SPLADE-doc Variant in Sparse Retrieval

Updated 21 February 2026

The paper introduces DF-FLOPS regularization, enabling aggressive sparse control while maintaining retrieval quality in large-scale search.
It employs a Transformer-based encoder and log-saturated aggregation to precompute efficient, term-weighted document representations.
Empirical results demonstrate a 4.5× reduction in candidate matches and a 10× latency improvement compared to standard FLOPS.

SPLADE-doc is a learned sparse retrieval (LSR) model variant that eliminates the neural query encoder and focuses entirely on pre-computing document-side sparse representations. Designed to leverage inverted index infrastructure, SPLADE-doc produces term-weighted, log-saturated, and aggressively sparse vectors for documents, enabling high-throughput and low-latency retrieval comparable to classical bag-of-words models. Several key advances—including precise sparsity control, novel regularization techniques (notably DF-FLOPS), and representation thresholding—have extended its efficiency and practicality for large-scale, real-world search deployments.

1. SPLADE-doc Architectural Principles

SPLADE-doc inherits its core architecture from SPLADE, which couples a Transformer-based encoder (such as BERT or DistilBERT) with a masked language modeling (MLM)–style "expansion head." For each document $d$ , the encoder computes hidden vectors $h_i$ for each token position, then projects them into vocabulary space via: $w_{ij} = \text{Transform}(h_i)^\top E_j + b_j$ where $E_j$ is the embedding for term $j$ and $b_j$ is a learned bias. To promote sparsity, document term weights are aggregated as: $w_j^d = \max_{i \in d} \log(1 + \text{ReLU}(w_{ij}))$ Unlike the full SPLADE, SPLADE-doc omits any query-side encoding: at retrieval, the query is a simple bag-of-tokens, each assigned a unit weight, and document scores are summed over the corresponding precomputed $w_j^d$ (Formal et al., 2021, Formal et al., 2021, Lassance et al., 2022).

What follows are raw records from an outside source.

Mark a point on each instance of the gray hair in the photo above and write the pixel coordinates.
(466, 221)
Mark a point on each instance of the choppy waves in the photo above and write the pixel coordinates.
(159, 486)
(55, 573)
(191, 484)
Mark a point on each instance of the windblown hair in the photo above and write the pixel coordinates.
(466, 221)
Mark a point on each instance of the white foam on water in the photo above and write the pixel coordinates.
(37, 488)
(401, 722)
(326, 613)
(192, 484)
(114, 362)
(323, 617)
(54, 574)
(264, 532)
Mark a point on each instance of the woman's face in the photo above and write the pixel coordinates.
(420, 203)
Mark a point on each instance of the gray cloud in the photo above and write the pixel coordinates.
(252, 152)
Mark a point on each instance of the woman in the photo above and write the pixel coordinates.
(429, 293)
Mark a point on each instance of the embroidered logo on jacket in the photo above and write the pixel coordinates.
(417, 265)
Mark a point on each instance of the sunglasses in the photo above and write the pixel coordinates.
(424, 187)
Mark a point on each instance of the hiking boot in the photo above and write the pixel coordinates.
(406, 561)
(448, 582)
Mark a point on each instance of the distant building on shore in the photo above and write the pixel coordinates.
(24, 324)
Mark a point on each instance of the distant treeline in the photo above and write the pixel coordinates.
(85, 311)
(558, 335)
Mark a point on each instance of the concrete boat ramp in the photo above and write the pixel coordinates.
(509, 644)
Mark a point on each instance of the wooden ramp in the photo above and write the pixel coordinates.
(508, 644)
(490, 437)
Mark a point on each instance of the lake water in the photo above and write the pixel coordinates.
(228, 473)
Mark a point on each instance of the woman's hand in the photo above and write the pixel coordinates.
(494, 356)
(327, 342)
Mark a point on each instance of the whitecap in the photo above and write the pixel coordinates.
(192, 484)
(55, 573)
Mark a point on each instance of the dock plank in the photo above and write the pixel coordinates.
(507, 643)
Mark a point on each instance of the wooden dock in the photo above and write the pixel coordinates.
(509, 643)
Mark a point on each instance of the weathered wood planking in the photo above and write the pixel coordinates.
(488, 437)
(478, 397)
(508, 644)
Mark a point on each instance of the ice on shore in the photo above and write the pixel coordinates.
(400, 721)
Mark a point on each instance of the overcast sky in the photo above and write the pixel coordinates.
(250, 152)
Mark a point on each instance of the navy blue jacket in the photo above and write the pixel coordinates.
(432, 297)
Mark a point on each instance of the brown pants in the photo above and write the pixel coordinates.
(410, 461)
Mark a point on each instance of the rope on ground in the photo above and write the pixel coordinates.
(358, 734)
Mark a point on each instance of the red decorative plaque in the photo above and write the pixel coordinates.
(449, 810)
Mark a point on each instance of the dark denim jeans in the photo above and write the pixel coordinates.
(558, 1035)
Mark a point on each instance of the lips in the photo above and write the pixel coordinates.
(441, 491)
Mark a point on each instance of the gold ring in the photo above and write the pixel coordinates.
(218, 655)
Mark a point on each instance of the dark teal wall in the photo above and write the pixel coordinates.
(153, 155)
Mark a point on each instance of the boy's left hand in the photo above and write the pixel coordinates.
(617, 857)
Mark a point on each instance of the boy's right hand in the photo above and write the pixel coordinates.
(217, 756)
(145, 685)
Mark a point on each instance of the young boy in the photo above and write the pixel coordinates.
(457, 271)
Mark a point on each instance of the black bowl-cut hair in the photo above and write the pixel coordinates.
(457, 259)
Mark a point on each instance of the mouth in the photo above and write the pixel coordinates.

2. FLOPS and DF-FLOPS Regularization

Term-level sparsity is induced through the FLOPS regularizer, designed to minimize the average activation per term over the batch: $\ell_{\mathrm{FLOPS}} = \sum_{t \in V} \left( \frac{1}{N} \sum_{i=1}^N r_{i,t} \right)^2$ where $r_{i,t}$ is the weight for term $t$ in document $i$ . However, standard FLOPS only controls "per-document" sparsity and does not prevent certain terms (such as stopwords) from accruing high document frequency (DF), resulting in long posting lists and increased retrieval latency.

DF-FLOPS addresses this by introducing a DF-dependent penalty: $w_t = \text{activ}\left( \frac{DF_t}{|C|} ; \alpha, \beta \right)$

$\ell_{\mathrm{DF-FLOPS}} = \sum_{t \in V} \left( w_t \cdot \frac{1}{N} \sum_{i=1}^N r_{i,t} \right)^2$

The smooth cutoff function $\text{activ}(x;\alpha,\beta)$ , typically a generalized logistic, ensures that terms appearing in a large fraction of the corpus (e.g., DF $>$ 10%) are heavily penalized for high average activation. When $w_t \equiv 1$ , DF-FLOPS reduces to standard FLOPS (Porco et al., 21 May 2025).

3. Integrating DF-FLOPS in the SPLADE-doc Pipeline

DF-FLOPS regularization is seamlessly slotted into the standard SPLADE-doc training procedure. Documents are encoded through a DistilBERT-based encoder. The regularization strength $\lambda$ is quadratically ramped during a 50k-step pretraining phase. Every 100 validation steps, empirical DF estimates are refreshed using held-out mini-batch statistics. The per-term penalty $w_t$ is computed, and DF-FLOPS multiplies the gradient for each term by $w_t^2$ , entailing no additional backward passes over standard automatic differentiation. The overall loss is: $L = L_{\mathrm{rank}} + \lambda \cdot \ell_{\mathrm{DF-FLOPS}}$ This makes the approach a drop-in replacement for FLOPS in existing codebases and pipelines (Porco et al., 21 May 2025).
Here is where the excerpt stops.